Description: I have a text like …Dann müssen wir "antäuschen", dass der… I use a regex search/replace to change "antäuschen" into „antäuschen“ like so: Find: \b"([:alpha:]+)"\b Replace: „$1“ The replacement yields …Dann müssen wir „$1“, dass der… the word also has a conditional hyphen between n and t. Regex is enabled, as is diacritic-sensitive. Steps to Reproduce: 1. write text like in description 2. enter search and replace pattern, check regex and diacritic 3. find next, replace Actual Results: replacement is „$1“ Expected Results: „antäuschen“ Reproducible: Always User Profile Reset: No Additional Info: will try latest version, too
Behaviour seems to depend on the conditional hyphen. However, \b"([:alpha:]+[:cntrl:]*[:alpha:]+)"\b doesn’t help, either. Also, since „Replace“ jumps to the next match, I can’t see if the replacement works as expected.
Happens in 25.2.5.2, too.
note also a soft hyphen is not matched by any character regex (".")

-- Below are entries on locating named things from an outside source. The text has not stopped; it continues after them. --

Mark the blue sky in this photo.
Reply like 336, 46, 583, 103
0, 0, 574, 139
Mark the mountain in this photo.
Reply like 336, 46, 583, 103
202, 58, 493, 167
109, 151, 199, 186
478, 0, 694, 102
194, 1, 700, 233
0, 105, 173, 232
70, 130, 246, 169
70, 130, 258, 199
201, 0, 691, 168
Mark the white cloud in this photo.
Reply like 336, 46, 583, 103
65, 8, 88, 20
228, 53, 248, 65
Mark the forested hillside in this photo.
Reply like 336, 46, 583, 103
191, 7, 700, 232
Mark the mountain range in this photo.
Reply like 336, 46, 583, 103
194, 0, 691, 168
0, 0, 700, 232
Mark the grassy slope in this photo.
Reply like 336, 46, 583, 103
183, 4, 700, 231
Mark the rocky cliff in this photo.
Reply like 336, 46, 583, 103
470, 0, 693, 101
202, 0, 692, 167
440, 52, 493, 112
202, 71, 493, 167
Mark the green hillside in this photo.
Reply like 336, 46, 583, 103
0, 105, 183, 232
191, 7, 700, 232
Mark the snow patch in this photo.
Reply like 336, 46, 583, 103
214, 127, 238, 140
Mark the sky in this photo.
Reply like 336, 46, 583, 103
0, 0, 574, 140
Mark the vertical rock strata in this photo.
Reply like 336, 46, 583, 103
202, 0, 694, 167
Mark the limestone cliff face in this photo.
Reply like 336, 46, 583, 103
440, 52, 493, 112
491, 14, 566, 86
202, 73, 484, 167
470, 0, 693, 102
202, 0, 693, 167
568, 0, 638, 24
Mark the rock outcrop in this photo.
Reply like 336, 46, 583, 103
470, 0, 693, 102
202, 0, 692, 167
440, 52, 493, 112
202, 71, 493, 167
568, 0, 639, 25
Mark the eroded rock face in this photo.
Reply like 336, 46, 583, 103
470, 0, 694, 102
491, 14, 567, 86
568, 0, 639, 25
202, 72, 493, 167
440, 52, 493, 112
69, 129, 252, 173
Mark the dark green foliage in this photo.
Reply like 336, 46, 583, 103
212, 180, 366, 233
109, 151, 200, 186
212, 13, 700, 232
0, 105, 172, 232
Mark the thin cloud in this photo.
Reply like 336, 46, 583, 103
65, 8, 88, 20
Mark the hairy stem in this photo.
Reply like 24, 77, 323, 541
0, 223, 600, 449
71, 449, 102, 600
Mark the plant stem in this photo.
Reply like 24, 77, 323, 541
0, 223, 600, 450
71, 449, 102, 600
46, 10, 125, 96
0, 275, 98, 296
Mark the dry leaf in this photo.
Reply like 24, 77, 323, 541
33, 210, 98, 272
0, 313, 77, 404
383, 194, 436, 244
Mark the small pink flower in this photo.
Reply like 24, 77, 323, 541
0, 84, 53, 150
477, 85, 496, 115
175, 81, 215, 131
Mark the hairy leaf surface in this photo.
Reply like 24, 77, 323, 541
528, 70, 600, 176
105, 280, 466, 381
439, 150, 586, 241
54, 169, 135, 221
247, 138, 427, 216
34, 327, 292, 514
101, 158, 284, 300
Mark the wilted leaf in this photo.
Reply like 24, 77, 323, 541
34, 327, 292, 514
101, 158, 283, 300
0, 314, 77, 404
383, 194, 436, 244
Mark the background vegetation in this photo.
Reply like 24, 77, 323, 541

Created attachment 202907 [details] Find.and.Replace.-.Regular.Expression.-.SOFT.HYPHEN.-.U+00AD.odt I attached a sample document with 3 examples: - no hyphen - HYPHEN-MINUS - SOFT HYPHEN --- Comment 0's bug definitely happens in 3rd sentence! - - - I confirm this happens in: Version: 25.8.1.1 (X86_64) Build ID: 54047653041915e595ad4e45cccea684809c77b5 CPU threads: 8; OS: Windows 11 X86_64 (build 22631); UI render: Skia/Vulkan; VCL: win Locale: en-US (en_US); UI: en-US Calc: threaded ... but it looks like the: - SOFT HYPHEN (U+00AD) is handled strangely. Currently, LO can "find" the text, but does not seem to "capture" it into a regex Group. But I think the root cause of this bug is... If "Regular Expression" mode is ON: - `[:alpha:]` SHOULD NOT match the SOFT HYPHEN character. - `[:alpha:]` SHOULD ONLY match alphabetic characters. - SOFT HYPHEN should be treated as a... --- "punctuation mark", roughly equivalent to "a HYPHEN" (U+002D)! - - - STEPS TO REPRODUCE 0. Open attached document. 1. Edit > Find and Replace (Ctrl+H). 2. Expand "Other Options", then make sure these 2 checkboxes are ON: - Regular Expressions - Diacritic-sensitive 3. In the 2 boxes, type: - Find: \b"([:alpha:]+)"\b - Replace: „$1“ 4. Press the "Replace All" button. ACTUAL After pressing "Find All" and/or "Replace All": - 2 hits --- 1st line turned into „antäuschen“ --- 3rd line turned into „$1“ ----- = BUG EXPECTED After pressing "Find All" and/or "Replace All": - 1 hit --- 1st line turned into „antäuschen“ - - - NOTES on Comment 3: Hmmm... very strange. I can get the SOFT HYPHEN to match with a period. For example, do Step 3: - Find: \b"(.+?)"\b - Replace: „$1“ and this will retain the SOFT HYPHEN + any inner text, while flipping the quotes. But if you do this: - Find: \b"an. - Replace: „ZZZ LO will act like the SOFT HYPHEN isn't even there and match/replace both: - "ant - 4 characters - "an-t - 5 characters - '-' = invisible SOFT HYPHEN position Hmmmm... so something weird is definitely going on with the SOFT HYPHEN and regex. It could be because SOFT HYPHEN is a weirdly unique character, acting as "punctuation" AND "a format code" AND is "invisible" at the same time.